JDK-8279124 : VM does not handle SIGQUIT during initialization
  • Type: Enhancement
  • Component: hotspot
  • Sub-Component: runtime
  • Affected Version: 11,17,18,19
  • Priority: P4
  • Status: Resolved
  • Resolution: Fixed
  • OS: linux
  • CPU: generic
  • Submitted: 2021-12-22
  • Updated: 2022-10-17
  • Resolved: 2022-01-24
The Version table provides details related to the release that this issue/RFE will be addressed.

Unresolved : Release in which this issue/RFE will be addressed.
Resolved: Release in which this issue/RFE has been resolved.
Fixed : Release in which this issue/RFE has been fixed. The release containing this fix may be available for download as an Early Access Release or a General Availability Release.
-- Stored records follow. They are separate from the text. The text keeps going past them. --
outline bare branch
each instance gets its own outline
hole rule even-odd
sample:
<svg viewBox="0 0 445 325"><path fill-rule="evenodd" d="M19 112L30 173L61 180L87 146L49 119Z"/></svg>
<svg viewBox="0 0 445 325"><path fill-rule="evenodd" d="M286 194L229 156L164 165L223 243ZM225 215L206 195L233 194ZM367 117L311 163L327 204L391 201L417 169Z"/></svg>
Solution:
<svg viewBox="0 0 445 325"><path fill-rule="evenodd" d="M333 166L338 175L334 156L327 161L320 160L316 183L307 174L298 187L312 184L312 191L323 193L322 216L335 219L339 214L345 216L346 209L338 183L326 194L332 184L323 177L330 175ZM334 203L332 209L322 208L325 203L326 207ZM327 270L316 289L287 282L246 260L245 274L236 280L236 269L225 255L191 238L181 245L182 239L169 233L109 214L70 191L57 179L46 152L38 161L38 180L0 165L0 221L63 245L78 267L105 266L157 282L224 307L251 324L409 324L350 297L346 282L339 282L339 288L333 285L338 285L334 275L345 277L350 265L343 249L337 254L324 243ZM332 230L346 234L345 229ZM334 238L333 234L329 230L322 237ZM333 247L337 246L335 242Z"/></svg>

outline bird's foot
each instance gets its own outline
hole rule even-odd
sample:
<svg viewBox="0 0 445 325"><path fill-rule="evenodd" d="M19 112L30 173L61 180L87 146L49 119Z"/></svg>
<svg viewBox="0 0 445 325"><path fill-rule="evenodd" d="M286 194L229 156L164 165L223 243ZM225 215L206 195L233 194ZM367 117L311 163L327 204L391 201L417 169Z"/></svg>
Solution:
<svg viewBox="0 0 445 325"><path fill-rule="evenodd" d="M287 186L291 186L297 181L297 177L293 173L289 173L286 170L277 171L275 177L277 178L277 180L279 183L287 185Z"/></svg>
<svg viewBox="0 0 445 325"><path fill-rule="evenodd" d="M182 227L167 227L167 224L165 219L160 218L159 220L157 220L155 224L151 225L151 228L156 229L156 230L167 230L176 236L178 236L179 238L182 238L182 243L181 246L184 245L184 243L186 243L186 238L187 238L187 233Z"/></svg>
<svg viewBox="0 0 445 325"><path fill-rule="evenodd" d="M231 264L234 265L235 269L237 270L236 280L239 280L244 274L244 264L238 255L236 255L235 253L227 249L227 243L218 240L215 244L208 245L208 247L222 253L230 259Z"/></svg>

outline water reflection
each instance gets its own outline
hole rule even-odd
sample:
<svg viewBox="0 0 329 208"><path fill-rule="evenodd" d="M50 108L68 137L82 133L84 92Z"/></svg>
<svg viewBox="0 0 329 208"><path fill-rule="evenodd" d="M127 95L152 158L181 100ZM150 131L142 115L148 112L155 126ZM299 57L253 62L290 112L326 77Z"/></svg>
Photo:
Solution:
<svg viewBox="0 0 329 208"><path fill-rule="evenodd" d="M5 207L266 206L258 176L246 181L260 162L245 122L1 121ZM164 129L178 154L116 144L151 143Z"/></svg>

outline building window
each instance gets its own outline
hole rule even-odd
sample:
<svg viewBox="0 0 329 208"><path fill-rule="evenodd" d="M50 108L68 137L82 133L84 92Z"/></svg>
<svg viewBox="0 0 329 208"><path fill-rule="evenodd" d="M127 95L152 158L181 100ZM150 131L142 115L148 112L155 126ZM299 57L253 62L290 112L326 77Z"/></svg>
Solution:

To download the current JDK release, click here.
JDK 17 JDK 19
17.0.3Fixed 19 b07Fixed
Related Reports
Relates :  
JDK-8284331 - Add sanity check for signal handler modification warning.
Relates :  
JDK-8283337 - Posix signal handler modification warning triggering incorrectly
Relates :  
JDK-8292695 - SIGQUIT and jcmd attaching mechanism does not work with signal chaining library
Description
In early stage of initialization, HotSpot doesn't handle SIGQUIT.  The default signal preposition on Linux is to quit the process and generate coredump. 

There are 2 applications for this signal. 
1. There's a handshake protocol between sun.tools.attach and HotSpot. VirtualMachineImpl sends SIGQUIT(3) if the AttachListener has not been initialized. It expects "Signal Dispatcher" to handle SIGQUIT and create AttachListener. 
2. POSIX systems use SIGQUIT as SIGBREAK. After AttachListener is up, HotSpot will reinterpret the signal for thread dump. 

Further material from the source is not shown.